Rheinland-Pfalz verfügt leider nicht über vergleichbare Wortgewalt. Die einschlägigen Werbemittel verzichten hier weitgehend auf schlagkräftige Parolen, heißen Besucher und Neugierige allenfalls lieb „willkommen“ zum „Genießen“ von „Einmaligkeit“. Die Mainzer Staatskanzlei immerhin hängt den Slogan „Wir machen’s einfach“ zum Internetfenster raus. Genial geht anders. Für den Schulterschluss zwischen Pfälzern, Rheinhessen, Moselfranken und Rheinländern taugt das Sprüchlein wenig: Es klingt nun mal all zu brav nach Baumarkt oder Volksbank.

„Dann lass du dir was einfallen!“, fordert Walter. „Drei, vier Wörtchen, rotzig, trotzig das regionale Wir-Gefühl beschwörend; kann so schwer nicht sein.“ Der Freund hat  Vorstellungen. So ein „Mir san mir“ reimt sich doch nicht daher wie ein Büttenkalauer zur Fastnacht. Da steckt Widerborstigkeit von Generationen drin. Gegen die ethnologische, politische, psychologische Vielschichtigkeit von „Mir san mir“ sind selbst werbliche Geniestreiche wie „Bitte ein Bit!“ bloß Tinnef. Und überhaupt: Wüsste ich einen zündenden Slogan, ich schriebe ihn hier nicht hin, sondern ließe ihn zuerst patentieren, hernach von Landesregierung oder Koblenz-Touristik vergolden – und setzte mich dann zur Ruhe.

Man müsste Geist und Gestus des Rücktritts von Kurt Beck als Chef der Bundes-SPD in eine handvoll Worte fassen können. Das wär’s! Das wäre die rheinland-pfälzische Entsprechung zum bayerischen „Leckts mi am Oarsch, Saupreißen, damische“. (Statt „damische“ noch besser: „hintervotzige“). Jetzt sind die hiesigen Mundartpfleger aufgerufen, ihren Sachverstand in die aktuelle Waagschale zu werfen. Aber bitte nicht mit „Ich sayn ich“ oder „Ich bleiv me treu“ – da könnten wir ja gleich Staatskanzlei-Dichter und Bankhaus-Poeten verbandeln: „Kurt mächt ohfach dä Wech frei“. Ein bisschen mehr Schmackes braucht’s schon, weil auch ein bisschen mehr dahinter steckt.

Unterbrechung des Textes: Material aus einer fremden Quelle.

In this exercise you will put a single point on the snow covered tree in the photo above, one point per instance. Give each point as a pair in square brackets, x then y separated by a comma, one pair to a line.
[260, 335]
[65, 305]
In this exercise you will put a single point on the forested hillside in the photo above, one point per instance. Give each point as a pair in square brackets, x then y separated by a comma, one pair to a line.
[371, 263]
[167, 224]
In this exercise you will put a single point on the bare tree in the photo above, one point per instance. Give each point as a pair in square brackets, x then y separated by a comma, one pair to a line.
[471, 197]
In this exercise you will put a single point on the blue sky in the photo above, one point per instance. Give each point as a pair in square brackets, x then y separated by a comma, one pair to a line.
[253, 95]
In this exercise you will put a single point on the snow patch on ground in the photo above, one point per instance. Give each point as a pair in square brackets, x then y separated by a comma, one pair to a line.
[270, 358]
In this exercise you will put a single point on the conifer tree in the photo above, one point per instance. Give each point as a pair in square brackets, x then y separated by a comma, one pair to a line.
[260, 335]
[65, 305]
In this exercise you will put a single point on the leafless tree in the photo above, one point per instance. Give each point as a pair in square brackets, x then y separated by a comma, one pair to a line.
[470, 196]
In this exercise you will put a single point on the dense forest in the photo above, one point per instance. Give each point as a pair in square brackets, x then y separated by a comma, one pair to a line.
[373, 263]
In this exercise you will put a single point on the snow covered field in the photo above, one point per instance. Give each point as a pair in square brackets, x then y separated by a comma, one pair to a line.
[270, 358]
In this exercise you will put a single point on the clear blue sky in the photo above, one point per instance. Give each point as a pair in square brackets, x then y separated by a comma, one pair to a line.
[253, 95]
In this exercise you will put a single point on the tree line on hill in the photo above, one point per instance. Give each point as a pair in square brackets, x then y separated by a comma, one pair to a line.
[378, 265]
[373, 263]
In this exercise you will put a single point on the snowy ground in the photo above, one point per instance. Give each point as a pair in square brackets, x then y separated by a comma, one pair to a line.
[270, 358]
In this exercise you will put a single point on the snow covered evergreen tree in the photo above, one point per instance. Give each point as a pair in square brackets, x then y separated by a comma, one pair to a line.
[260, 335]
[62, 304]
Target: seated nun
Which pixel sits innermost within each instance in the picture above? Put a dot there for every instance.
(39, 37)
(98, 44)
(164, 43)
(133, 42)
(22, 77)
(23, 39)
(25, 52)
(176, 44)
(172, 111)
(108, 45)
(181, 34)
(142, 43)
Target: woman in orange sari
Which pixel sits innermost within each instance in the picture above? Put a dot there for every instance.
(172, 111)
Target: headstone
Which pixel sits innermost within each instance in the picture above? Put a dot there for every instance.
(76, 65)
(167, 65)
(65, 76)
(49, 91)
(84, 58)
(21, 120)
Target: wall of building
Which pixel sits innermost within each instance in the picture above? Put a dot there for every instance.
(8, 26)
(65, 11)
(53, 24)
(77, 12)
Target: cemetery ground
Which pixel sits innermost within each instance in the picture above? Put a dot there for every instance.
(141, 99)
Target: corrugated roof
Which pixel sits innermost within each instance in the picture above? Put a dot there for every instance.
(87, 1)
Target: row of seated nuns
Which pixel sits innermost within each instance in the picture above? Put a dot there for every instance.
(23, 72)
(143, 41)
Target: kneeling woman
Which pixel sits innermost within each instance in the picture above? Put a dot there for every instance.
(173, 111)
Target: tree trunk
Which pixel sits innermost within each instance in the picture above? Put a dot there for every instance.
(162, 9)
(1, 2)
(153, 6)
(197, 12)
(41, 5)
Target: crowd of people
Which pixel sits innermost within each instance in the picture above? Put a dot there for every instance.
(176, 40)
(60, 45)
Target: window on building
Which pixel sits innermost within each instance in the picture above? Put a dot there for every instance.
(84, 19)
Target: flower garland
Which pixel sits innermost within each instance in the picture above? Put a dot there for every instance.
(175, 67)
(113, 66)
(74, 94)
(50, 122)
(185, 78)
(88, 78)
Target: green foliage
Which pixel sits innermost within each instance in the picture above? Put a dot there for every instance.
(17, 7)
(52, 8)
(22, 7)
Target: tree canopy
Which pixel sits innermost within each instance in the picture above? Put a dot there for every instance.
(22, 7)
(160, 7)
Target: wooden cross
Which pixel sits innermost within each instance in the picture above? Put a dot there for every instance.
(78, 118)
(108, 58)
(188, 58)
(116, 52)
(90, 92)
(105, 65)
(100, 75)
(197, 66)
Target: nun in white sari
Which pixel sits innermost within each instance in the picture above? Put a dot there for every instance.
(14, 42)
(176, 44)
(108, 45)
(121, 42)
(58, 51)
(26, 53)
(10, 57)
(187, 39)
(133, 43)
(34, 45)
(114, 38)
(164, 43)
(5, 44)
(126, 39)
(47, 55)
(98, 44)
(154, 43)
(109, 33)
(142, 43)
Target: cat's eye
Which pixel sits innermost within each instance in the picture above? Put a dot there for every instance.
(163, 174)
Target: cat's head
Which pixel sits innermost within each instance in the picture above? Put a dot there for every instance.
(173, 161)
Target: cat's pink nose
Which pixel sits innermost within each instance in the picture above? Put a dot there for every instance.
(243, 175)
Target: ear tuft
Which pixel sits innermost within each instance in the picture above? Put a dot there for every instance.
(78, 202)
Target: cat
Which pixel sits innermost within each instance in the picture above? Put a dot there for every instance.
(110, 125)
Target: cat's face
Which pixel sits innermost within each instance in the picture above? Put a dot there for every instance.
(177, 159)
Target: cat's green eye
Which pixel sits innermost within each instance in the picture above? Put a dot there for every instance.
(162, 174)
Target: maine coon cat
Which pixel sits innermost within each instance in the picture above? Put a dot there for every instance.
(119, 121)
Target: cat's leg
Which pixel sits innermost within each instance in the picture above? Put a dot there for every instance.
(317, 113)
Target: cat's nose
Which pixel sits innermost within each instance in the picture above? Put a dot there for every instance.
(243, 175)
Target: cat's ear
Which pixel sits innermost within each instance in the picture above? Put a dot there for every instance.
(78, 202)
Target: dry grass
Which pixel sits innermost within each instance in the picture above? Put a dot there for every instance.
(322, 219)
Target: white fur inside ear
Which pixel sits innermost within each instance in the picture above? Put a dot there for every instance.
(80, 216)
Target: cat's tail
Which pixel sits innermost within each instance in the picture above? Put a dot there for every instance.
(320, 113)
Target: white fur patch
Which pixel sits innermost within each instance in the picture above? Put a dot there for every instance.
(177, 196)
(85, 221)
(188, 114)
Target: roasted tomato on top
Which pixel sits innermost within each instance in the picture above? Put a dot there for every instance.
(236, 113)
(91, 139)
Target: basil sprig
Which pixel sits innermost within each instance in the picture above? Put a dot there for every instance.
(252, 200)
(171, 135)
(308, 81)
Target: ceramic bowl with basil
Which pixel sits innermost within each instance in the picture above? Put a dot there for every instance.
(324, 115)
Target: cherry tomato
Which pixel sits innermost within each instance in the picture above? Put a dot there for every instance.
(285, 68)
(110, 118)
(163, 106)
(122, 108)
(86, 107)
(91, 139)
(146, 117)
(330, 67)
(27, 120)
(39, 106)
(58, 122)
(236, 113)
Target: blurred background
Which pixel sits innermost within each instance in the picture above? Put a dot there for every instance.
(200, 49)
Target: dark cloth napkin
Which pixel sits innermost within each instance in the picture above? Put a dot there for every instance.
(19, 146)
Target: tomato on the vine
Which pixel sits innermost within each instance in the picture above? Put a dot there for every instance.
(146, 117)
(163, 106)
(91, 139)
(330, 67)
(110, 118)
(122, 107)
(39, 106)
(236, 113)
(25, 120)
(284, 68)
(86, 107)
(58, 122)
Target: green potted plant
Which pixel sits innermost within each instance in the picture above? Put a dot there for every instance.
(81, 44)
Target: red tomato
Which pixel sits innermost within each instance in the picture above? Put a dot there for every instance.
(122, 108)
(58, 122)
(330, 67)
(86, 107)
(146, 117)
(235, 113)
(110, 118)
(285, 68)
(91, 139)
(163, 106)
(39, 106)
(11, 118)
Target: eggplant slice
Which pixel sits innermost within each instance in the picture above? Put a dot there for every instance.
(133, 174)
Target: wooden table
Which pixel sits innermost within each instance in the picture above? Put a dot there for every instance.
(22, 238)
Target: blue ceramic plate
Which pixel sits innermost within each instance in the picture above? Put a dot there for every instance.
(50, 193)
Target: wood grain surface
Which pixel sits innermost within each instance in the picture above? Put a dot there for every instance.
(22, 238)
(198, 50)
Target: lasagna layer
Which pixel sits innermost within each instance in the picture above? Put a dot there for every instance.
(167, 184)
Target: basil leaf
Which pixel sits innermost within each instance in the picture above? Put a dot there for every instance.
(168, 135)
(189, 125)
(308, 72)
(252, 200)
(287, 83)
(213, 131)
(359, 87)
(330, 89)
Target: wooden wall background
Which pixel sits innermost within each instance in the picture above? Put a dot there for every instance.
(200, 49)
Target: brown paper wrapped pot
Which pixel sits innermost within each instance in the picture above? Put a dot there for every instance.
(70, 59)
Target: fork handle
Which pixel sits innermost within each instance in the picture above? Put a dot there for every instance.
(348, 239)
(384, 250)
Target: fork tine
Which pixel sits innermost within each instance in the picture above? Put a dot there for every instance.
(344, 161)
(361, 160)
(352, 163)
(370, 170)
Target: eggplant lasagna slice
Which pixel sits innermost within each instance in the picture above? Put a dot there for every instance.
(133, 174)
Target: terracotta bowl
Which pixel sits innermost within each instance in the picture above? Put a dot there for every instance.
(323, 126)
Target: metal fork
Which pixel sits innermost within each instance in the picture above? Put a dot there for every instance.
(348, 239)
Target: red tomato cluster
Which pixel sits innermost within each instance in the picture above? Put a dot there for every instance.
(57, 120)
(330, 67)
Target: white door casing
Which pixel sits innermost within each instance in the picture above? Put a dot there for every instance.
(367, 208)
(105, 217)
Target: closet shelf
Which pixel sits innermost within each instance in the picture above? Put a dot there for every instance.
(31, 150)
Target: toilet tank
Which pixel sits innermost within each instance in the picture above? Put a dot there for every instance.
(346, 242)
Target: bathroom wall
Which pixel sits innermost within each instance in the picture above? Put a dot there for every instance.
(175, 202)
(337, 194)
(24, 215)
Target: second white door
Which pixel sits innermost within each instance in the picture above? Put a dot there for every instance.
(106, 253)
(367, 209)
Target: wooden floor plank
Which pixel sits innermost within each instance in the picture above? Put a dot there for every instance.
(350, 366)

Das machen die Folgen des kurzbündigen Trennungsaktes deutlich. Wann je hatte man schon mal so eine Konstellation: Die Bundes-SPD freut sich, dass sie den Kurt los ist. Die Landes-SPD ist überglücklich, dass sie ihn wieder ganz für sich hat. Die Landes-CDU hingegen wäre lieber an der Stelle der Bundes-SPD, nämlich Kurt los. Während die Bundes-CDU ihn lieber behalten hätte, als nützliches Linksgespenst. Wobei Letzteres einmal mehr  beweist, dass von verschiedenen Ecken der Republik aus die Welt doch sehr verschieden ausschaut. Ausgerechnet Kurt Beck ein Linker??? Auf so eine Schnapsidee können nur Nicht-Rheinland-Pfälzer kommen oder Zeitgenossen, die sich an Gerhard Schröder als den Kanzler einer CDU/FDP-Regierung erinnern.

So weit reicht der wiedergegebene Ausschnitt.